Review: ‘The Cold Vanish: Seeking The Missing In North America’s Wildlands’ – Jon Billman

 

The Cold Vanish: Seeking The Missing In North America’s Wildlands by Jon Billman. Grand Central Publishing, 2020, ISBN 978-1-5387-4757-5. Hardback: 349 pp.

What of those mysterious episodes where people seemingly ‘disappear’ into nowhere – particularly within the ‘great outdoors’ such as North America’s National Parks? Jon Billman’s The Cold Vanish considers some of these strange disappearances and the result is a moving and wide-ranging travelogue as the author journeys in the company of a driven and clearly heartbroken father on a search for his missing son, Jacob Grey.

That people go missing in large numbers in American national parks comes as no surprise when you consider the sheer size of them. The Olympic National Park alone – where Jacob Grey went missing – contains 640 million acres of federal land; much of it forest. Early on, Billman tells us that nobody actually knows how many people go missing in the parks per year, but that the numbers have almost certainly been consistently underestimated: even by those such as David Paulides who have made such disappearances their literary and investigative stock-in-trade.

Although the focus of Billman’s book is the vanishing and subsequent search for Jacob Grey he gives some consideration to other missing persons’ cases too. Several conclusions follow; not least the fact that a few steps off a beaten track can turn a simple ramble into a fight for survival. Of more interest to readers of this blog, however, may be the fact that many persons choose to vanish: or, at least, to take themselves off the beaten track in search of religious and spiritual enlightenment, sometimes with tragic results. This was almost certainly the case with Jacob Grey, whose quest for enlightenment on the slopes surrounding Hoh Lake in the Olympic National Park led to his death in April 2017 at the tragically early age of 22.
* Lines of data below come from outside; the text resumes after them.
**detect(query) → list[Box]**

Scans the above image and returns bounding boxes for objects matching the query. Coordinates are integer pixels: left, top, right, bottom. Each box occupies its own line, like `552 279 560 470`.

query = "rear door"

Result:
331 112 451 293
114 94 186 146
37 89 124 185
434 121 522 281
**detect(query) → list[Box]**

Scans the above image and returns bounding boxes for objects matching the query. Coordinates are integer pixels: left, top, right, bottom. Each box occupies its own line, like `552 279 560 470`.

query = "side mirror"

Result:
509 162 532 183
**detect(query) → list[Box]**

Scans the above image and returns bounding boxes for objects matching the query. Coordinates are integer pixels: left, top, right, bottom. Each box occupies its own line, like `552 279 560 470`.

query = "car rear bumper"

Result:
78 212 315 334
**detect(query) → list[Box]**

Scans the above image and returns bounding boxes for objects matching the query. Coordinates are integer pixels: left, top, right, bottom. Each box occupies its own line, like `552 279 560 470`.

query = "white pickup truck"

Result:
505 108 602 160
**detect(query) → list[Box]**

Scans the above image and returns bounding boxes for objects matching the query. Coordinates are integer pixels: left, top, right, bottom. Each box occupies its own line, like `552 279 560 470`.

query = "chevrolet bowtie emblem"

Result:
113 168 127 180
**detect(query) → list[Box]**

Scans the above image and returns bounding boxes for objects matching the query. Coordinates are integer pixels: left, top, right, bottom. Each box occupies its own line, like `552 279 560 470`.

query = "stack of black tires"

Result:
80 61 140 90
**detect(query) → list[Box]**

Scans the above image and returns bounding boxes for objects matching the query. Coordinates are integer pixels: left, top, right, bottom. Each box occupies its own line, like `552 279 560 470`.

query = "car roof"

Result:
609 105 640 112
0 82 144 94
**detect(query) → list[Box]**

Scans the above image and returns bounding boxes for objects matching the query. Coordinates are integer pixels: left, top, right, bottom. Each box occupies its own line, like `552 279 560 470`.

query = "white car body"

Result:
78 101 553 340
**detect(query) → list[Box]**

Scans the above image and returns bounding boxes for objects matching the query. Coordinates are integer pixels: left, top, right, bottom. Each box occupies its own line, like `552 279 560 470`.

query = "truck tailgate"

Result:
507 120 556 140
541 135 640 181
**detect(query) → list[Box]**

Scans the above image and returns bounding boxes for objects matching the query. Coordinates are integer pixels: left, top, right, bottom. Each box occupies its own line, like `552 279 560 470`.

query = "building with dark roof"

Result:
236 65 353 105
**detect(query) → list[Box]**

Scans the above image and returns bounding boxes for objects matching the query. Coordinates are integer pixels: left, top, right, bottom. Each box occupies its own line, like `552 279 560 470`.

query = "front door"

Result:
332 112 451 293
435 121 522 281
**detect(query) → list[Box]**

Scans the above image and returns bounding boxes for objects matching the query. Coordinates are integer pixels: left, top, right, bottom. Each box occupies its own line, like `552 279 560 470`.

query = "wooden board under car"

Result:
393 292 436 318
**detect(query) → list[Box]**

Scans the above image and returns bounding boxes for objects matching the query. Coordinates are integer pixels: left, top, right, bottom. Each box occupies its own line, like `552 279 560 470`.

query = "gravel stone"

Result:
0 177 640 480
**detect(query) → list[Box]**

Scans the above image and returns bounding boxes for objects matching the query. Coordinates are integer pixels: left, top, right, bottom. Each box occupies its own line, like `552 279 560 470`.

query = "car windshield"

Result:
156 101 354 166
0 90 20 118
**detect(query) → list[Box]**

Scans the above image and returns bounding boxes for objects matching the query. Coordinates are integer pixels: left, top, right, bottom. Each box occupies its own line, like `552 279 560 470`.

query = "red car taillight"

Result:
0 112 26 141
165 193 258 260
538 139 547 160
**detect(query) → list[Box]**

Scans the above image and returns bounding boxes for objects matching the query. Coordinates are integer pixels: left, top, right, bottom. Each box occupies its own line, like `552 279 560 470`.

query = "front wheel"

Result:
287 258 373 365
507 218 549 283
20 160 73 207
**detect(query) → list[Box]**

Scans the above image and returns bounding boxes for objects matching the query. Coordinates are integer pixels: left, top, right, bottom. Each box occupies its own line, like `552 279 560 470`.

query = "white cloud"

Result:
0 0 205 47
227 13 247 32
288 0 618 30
Billman considers paranormal and quasi-paranormal ‘explanations’ for some missing persons cases, exploring everything from otherworldly portals and alien abductions to Bigfoot, but ultimately the tragedy behind every case is of a person who for whatever reason walks into the wilds and never returns. The book also displays a thoroughgoing knowledge of search and rescue techniques and contains some genuine shocks and surprises. I hadn’t known, for example, the extent to which red tape and problems of co-ordination hamper many search efforts, nor the extent to which many federal authorities refuse to let search and rescue volunteers self-deploy. One thing that came as no surprise, however, was the lamentable record of self-proclaimed ‘psychics’ in discovering the whereabouts of missing persons. In fact, that was one of the major take-aways from the book: if you need to track down someone who’s missing, do not employ a psychic. Bloodhounds fare rather better, but even they can hinder rather than help.

Billman’s study is well-written but occasionally overwritten and sometimes irritates stylistically. He clearly likes interviewing persons whilst they’re driving, for example, but describing a steering wheel as ‘Wonder Woman’s golden lasso of truth’ does him, or the reader, no favours. That the quest for spiritual enlightenment drives many people into solitude may come as no surprise, but that some people lose themselves – and, by extension, the world – in a quest to find themselves is but one of the ironies explored in Billman’s eye-opening and, at times, genuinely moving study. It made me want to know more about such cases but the lack of a bibliography or any references other than when he was personally involved in a search came as a genuine disappointment: hindering my own search for more detail concerning some of the fascinating cases that he chose merely to skim over.